7 Wonders of the Ancient World Review
7 Wonders of the Ancient World is a puzzle game that calls on you to use your puzzle-solving skills to build the titular monuments of ancient times. Well, actually not so much to build them as to provide the stone for them, making you more of an ancient quarry manager, per se…
Each level in the game’s main story mode is tied to one of the Seven Wonders, and it will take several successfully cleared puzzles to fully complete each Wonder. Each puzzle consists of a grid in which each square contains a tile and a gem. Each gem can be swapped with an adjacent gem in a neighboring square to form rows or columns of matching gems made up of at least three gems. Once a match is made the gems are eliminated, causing any gems sitting above the removed gems to cascade down the grid and new gems to enter from the top of the screen. If you’ve ever played Bejeweled of Puzzle Quest then you’ll understand the basics of how this all works. If any of the eliminated gems are cleared from a square with a tile in it, the tile is cracked and the pieces fall to the ground beneath the puzzle grid for use in constructing the Wonder.
Eliminate a row or column of four gems and a special lightning ball will appear in the grid. If you move the lightning ball to a new square, it will wipe out every gem on its row. Eliminate five or more gems and you earn a fire ball which also takes out its entire column of gems when moved. Earn a few lightning and fire balls and you’ll see a special flower appear in the grid. Moving the flower to a new square causes it to combust and eliminate a smattering of random gems scattered throughout the grid. All of these special power ups not only help take out a lot of gems in a single stroke, they can set off a long sequence of chain reactions as falling gems create new matches and eliminate more gems. The goal of each puzzle is two-fold, eliminate all of the tiles to give stones to the little workers at the bottom of the screen to use to build the current Wonder, and to move a special corner or cap stone from the top of the puzzle to the bottom. And, oh, you need to do all this before the puzzle’s timer runs out.
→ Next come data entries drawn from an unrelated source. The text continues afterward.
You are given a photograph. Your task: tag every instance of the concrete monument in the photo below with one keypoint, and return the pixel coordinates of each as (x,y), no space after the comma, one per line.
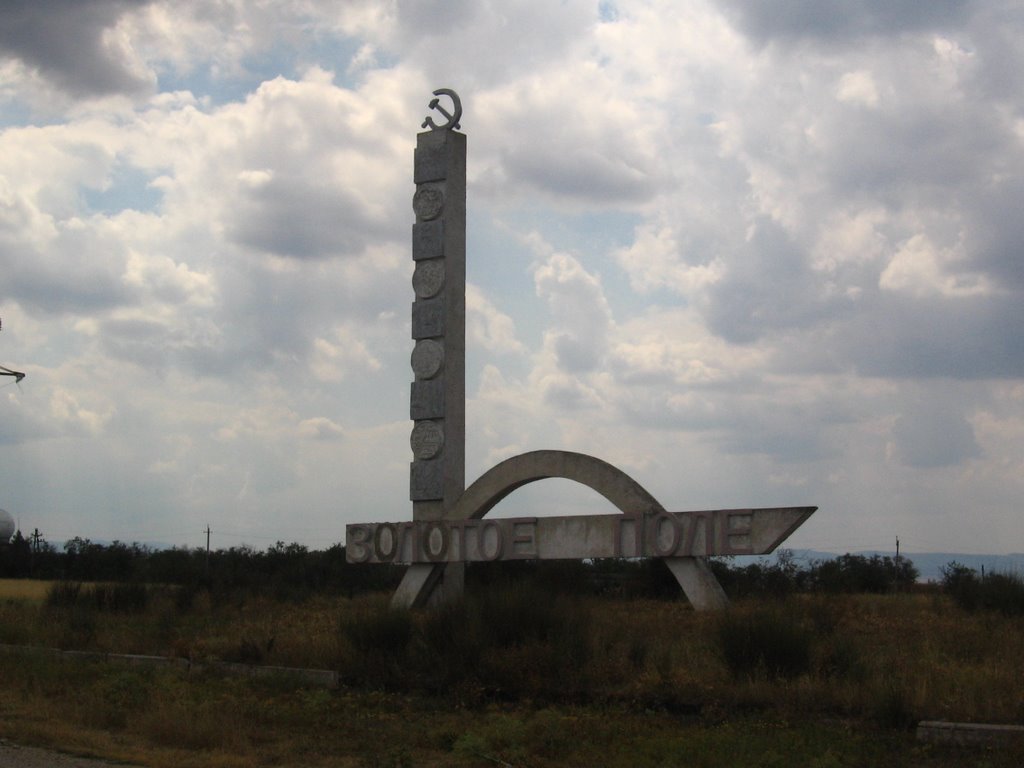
(448,529)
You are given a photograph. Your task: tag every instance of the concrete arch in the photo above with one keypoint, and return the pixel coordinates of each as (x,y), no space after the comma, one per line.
(499,481)
(694,577)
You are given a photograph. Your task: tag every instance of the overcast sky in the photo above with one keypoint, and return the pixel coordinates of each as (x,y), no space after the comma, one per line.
(753,253)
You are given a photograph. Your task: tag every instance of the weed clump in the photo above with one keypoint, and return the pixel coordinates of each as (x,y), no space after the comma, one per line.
(768,641)
(1001,592)
(507,642)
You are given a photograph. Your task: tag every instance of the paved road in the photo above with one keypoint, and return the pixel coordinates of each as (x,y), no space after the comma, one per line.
(12,756)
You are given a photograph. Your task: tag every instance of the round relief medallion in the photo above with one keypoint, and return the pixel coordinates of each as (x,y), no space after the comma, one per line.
(427,439)
(428,358)
(428,202)
(428,279)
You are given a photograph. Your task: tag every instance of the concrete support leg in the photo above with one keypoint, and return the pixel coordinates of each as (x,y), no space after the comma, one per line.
(699,585)
(428,585)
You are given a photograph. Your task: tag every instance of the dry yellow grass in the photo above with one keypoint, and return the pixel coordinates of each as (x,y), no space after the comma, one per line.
(24,589)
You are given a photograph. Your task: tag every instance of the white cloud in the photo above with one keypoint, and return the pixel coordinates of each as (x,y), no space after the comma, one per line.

One of the things that make the puzzles a bit challenging is that the grids are not always laid out in a perfect square, making it tricky to eliminate tiles stuck in corners or in a thin column of squares. However most of the bite is taken out of the challenge by the inclusion of the power ups. Eliminating that last tile sitting in a spot with only one other adjacent does not require careful and frantic maneuvering of gems across the grid – you just need to take advantage of one or two four-in-a-row opportunities and then just drop a power-up to the proper row and set it off. You don’t even need to worry about reaching a point where there are no more moves as the game will automatically replace the gems on the grid at random when this occurs, which invariably leads to a lot of chain reaction eliminations. Even the time limits you’re given to complete the puzzles is quite generous. I made it through the story mode without failing a puzzle on my first play through, and I only consider myself to be a casual puzzle gamer.
In addition to the game’s story mode, there is a free play mode which lets you replay any puzzle that you’ve already complete in the story mode and a “rune quest” which challenges you to clear a set number of gems before moving on. The rune quest mode provides a little variety to the game, but it’s not all that much different from the other modes and is also made all the easier by the over-powered power-ups.
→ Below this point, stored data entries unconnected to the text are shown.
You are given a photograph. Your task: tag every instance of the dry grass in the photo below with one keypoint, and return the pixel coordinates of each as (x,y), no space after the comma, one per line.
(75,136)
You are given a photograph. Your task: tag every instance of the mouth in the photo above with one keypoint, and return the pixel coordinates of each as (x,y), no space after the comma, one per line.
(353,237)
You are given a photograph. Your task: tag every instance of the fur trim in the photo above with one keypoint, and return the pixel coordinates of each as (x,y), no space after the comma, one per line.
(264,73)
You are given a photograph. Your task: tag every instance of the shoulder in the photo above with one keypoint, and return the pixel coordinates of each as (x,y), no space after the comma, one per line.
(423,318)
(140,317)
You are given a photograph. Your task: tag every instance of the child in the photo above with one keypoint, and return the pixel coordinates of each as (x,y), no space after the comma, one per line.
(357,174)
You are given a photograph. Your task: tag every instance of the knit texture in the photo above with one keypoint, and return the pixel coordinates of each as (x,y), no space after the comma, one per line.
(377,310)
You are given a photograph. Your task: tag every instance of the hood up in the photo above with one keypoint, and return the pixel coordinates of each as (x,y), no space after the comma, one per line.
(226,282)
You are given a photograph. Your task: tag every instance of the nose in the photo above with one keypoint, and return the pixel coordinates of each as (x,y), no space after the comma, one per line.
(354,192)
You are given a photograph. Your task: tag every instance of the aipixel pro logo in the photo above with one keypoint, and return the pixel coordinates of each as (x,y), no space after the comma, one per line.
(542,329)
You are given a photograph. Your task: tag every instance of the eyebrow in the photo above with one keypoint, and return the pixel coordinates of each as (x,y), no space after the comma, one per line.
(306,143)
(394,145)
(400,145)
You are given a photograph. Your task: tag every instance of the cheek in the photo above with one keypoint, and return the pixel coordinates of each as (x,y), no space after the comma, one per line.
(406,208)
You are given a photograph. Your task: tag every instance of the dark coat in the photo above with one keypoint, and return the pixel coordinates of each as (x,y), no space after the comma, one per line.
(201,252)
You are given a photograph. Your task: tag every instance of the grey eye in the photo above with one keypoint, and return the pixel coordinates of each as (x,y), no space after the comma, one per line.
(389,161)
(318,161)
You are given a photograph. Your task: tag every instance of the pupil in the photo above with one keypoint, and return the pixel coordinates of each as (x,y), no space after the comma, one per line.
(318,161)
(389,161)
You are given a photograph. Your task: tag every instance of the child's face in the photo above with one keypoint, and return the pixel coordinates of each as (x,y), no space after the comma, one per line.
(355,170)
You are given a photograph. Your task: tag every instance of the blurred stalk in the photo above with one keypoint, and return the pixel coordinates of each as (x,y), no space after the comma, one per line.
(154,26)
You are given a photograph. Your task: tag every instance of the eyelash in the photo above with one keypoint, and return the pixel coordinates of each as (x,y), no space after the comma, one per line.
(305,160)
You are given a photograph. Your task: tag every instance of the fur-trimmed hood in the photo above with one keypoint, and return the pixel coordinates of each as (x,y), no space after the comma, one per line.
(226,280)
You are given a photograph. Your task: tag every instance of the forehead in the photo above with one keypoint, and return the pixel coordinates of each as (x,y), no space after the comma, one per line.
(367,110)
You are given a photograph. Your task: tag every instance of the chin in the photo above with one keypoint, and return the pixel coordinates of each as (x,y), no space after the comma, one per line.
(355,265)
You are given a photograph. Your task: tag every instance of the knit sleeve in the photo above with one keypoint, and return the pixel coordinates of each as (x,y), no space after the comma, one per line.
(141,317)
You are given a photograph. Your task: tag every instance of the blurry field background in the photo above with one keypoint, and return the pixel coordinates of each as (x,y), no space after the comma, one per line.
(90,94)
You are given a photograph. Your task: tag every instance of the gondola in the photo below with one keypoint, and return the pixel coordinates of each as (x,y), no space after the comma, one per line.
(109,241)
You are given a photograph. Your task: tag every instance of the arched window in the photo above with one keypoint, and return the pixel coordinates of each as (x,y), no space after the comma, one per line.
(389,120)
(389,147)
7 Wonders of the Ancient World features nice and crisp, colorful graphics and the little animated workers building the Wonders are a fun touch. It provides an interesting variant on the Bejeweled theme, but is ultimately too easy to suck away countless hours of your puzzle-playing time.
In The End, This Game Hath Been Rated: 72%. If building the Seven Wonders of the World was this easy, I wonder why there weren’t a lot more of them.